On Christmas Day most of us will be sitting down to a large dinner made of the same kind of food: turkey and stuffing, various trimmings, brussels sprouts, followed by Christmas pudding and mince pies. We take it for granted that this is traditional Christmas food, even if we are aware that turkey replaced goose only in the twentieth century, and that there is a huge variety of other kinds of seasonal foods, including spiced beef and ham.
Europe has a huge variety of Christmas bread and cakes from the Greek christopsomo to the Swedish julbröd, and these days we can find Italian pannetone in our supermarkets. But if we want to eat something typically English and traditional to the Christmas season, nothing but plum pudding will do. How English it really is, however, how old the tradition of eating it at Christmas is and even what it really consists of, are not so simple.
The French cook Alfred Suzanne, who published his La cuisine anglaise in 1894 after having worked as chef to the Duke of Bedford, described in awed tones the Christmas preparations in a typical grand English household, which included ‘hetacombs of turkeys, geese, game of all sorts .. and mountains of plum puddings, ovens full of mince pies.’ His contemporary Philéas Gilbert (1857-1942), denied that the English had invented plum pudding, or even that there was anything particularly English about it. But as he said, the English have so few dishes of their own that they can be allowed to claim this one. Another French food writer, Bourdeau, thought that the prototype for ‘English’ plum pudding was an ancient Greek dish described in Athenaeus’ account of a wedding feast in the late second century AD.
Plum pudding goes back to the late Middle Ages.
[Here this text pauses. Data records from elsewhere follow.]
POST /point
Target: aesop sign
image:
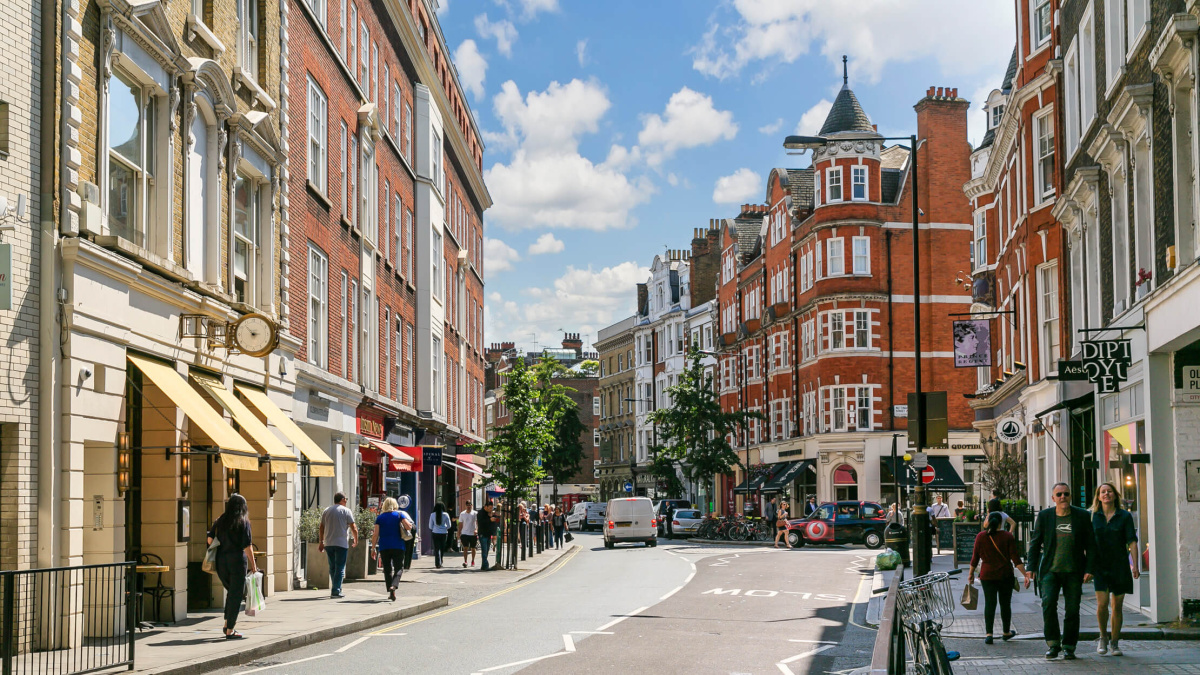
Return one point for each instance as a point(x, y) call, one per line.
point(1107, 363)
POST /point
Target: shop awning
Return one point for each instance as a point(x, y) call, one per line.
point(786, 472)
point(235, 452)
point(946, 478)
point(281, 458)
point(319, 465)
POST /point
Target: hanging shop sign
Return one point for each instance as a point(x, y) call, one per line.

Originally it would have been very different from the steamed pudding brought to the table with a halo of flames to which we are accustomed. For one thing, it would have been served not at the end of a dinner but at the start. In fact, it is referred to in fifteenth-century sources as ‘pottage’, and it would probably have resembled a thick soup rather than a pudding. These early types of plum pudding or pottage reflected the medieval taste for mixing meat and fruit in the same dish. Typically they contained chopped beef or mutton, onions and sometimes a root vegetable such as turnip, dried fruit, and breadcrumbs, which were usually used to thicken stews in medieval recipes. A fifteenth-century Middle English manuscript in the British Library (Harleian MS 4016) contains a variant in the form of a seasonal Christmas recipe for ‘grete pye’, containing beef, capons, hens, duck, woodcock or other game birds, all chopped into small pieces and mixed with suet, then baked in a ‘coffin’ of pastry with dates and currants, and seasoned with mace, cloves and saffron. ‘Plum pudding’ is a misnomer, because these dishes did not contain plums at all. ‘Plum’ in late medieval usage could mean any kind of dried fruit, and although plums were cultivated in medieval orchards, raisins, currants and dates were usually used instead. At some point in the sixteenth century meat seems to have disappeared from these puddings, though suet remained. It was probably around this time as well that pottage became pudding, partly because more homes began to have ovens where food could be baked, and partly because of the invention of the pudding cloth in the early seventeenth century – before this a steamed pudding was usually made in the lining of a pig’s stomach.
Originally plum puddings were not specifically associated with Christmas, and they were just as likely to be eaten at All Hallows (1st November) or New Year’s. The precise Christmas association seems to date from the 1670s, and may have been a Restoration-period response to the prohibition on special foods at Christmas under Cromwell’s commonwealth (1649-60). But if we are looking for the earliest recipe that conforms to our notion of Christmas pudding, we have to look no farther back than the nineteenth century, the age when so many of our supposedly venerable traditions really began.